The Four Corners of the Sky (Sourcebooks Landmark, 2009) by Hillsborough, N.C.-based author Michael Malone verges on epic. For starters, the book is 544 pages (good for long vacations, plane rides, rainy weekends; not so good for bathroom entertainment or deadlines). Secondly, it’s dense with back story and convolution (that’s convolution, not convulsion: Malone’s writing is thorough to the point of obsessive, but spastic the author is not). But neither the book’s length nor it’s meticulous detail should scare readers away—the journey laid out in Sky is well worth the effort.
The premise of this book is that Annie Goode, who was abandoned by her rogue father when she was 7 years old, has just been contacted by her errant parent. Now 26, Annie is self-sufficient and cynical, and has a huge chip on her shoulder. When her father left Annie with her Aunt, he told Annie he was giving her a plane. Spurred by that unconventional gift, Annie learned to fly and is now a skilled Navy pilot. She has, over the years, come to understand that her father’s trouble with the law and unpredictable nature are due to his unscrupulous dealings, but Annie doesn’t know exactly what sort of trouble her father is in. When he calls her, on her 26th birthday, he tells her he’s dying and needs her to come to him—with the plane.
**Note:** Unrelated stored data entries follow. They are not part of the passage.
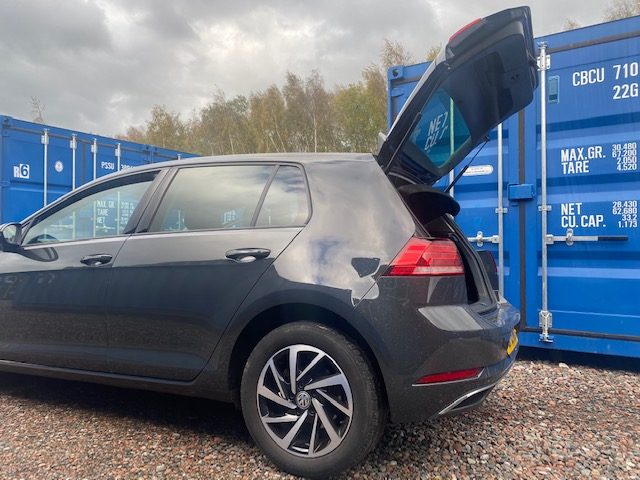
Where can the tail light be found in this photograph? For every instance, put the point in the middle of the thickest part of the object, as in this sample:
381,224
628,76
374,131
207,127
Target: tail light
427,258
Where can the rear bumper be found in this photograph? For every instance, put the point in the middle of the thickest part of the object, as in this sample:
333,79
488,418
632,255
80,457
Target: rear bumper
414,342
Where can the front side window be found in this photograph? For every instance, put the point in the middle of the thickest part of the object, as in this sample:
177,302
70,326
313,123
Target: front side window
102,214
212,198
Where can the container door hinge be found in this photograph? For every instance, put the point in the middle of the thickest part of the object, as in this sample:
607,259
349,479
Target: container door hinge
544,65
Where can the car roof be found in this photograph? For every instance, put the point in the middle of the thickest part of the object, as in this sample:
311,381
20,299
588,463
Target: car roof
303,158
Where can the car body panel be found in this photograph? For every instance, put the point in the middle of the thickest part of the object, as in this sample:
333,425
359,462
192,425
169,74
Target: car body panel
53,305
171,296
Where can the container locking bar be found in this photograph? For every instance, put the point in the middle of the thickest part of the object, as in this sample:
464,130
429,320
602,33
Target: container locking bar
480,239
570,238
545,317
44,139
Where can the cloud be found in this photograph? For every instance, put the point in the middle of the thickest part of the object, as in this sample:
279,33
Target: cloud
101,65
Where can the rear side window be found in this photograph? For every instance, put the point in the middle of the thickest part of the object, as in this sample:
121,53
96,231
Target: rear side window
286,202
212,197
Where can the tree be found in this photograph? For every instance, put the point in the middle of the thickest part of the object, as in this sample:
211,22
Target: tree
37,110
618,9
165,129
267,120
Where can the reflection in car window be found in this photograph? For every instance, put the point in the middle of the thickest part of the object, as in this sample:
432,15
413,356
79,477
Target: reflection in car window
441,129
286,201
102,214
212,197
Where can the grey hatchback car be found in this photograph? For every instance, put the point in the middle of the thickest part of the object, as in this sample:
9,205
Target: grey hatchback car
325,294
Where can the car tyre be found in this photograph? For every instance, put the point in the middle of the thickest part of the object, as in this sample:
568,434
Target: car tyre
336,423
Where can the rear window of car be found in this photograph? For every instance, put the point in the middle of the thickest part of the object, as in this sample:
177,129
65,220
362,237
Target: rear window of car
228,197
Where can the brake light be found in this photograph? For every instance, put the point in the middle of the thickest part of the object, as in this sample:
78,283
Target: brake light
450,376
428,258
464,29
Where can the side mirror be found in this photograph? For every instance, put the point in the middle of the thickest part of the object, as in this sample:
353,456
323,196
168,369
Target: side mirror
10,237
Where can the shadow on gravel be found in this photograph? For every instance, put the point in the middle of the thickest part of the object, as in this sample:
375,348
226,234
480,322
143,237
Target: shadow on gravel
607,362
174,411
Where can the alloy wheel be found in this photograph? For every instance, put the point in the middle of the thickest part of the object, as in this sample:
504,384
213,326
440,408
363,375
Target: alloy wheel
304,401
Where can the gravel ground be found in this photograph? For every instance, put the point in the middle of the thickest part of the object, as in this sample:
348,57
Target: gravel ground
546,420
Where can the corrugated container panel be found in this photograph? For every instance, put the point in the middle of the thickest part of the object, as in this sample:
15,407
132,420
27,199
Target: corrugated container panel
593,186
22,150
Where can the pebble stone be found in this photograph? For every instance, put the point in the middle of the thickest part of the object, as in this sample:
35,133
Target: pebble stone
545,420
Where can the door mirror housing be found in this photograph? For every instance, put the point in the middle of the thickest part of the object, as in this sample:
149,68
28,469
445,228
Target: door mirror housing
10,237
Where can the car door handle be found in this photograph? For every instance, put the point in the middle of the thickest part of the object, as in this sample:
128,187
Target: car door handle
246,255
98,259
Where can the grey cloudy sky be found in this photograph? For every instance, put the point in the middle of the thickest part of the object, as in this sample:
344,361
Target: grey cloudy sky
101,65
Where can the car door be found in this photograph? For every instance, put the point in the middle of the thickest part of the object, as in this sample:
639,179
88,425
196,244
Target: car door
52,289
485,73
178,281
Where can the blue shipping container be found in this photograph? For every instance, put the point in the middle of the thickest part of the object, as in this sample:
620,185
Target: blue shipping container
576,280
39,163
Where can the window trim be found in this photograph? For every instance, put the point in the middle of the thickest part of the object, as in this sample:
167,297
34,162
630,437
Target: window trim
154,204
75,196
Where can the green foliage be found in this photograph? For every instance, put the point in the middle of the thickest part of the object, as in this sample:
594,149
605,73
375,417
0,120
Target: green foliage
300,116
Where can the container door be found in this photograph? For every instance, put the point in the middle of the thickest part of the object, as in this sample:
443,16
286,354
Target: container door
590,283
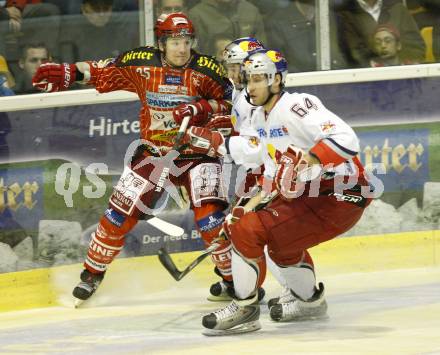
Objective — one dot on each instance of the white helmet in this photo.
(236, 51)
(266, 61)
What follows is the unfolding of a mystery: What are the secret codes Annie’s father has written in the plane and on the inside of her childhood ball cap? And why won’t he tell Annie the truth about her missing mother?
Other characters—Annie’s adopted uncle Clark, her best friend Georgette, her soon-to-be-ex husband Brad and the Miami Vice detective, Daniel Hart, who is eager to track down Annie’s father—are all woven into the telling. While all of the characters are colorful and rich, at times their individual complexities, when combined with the weighty details of Annie’s own past, make the text a bulky proposition.
But, Malone is hardly green when it comes to mystery writing. His bibliography includes some 10 titles, including 2005’s The Killing Club. He’s also seasoned in short story writing (Red Clay, Blue Cadillac: Stories of Twelve Southern Women) and worked as head writer for the soap operas Another World and One Life to Live (he won an Emmy in 1994 for his work on the latter).
That Sky is, at turns, impossibly dramatic (a giant emerald pendant hidden in the lining of a flight jacket, a Cuban with a penchant for stolen cell phones, expensive cars expertly maneuvered at high speeds) shouldn’t come as a surprise. Instead, given Malone’s proclivity toward bodice ripping and genre fiction, the real surprise is that Sky is anything but formulaic. It’s immaculate, tightly-crafted and thrilling from the first page.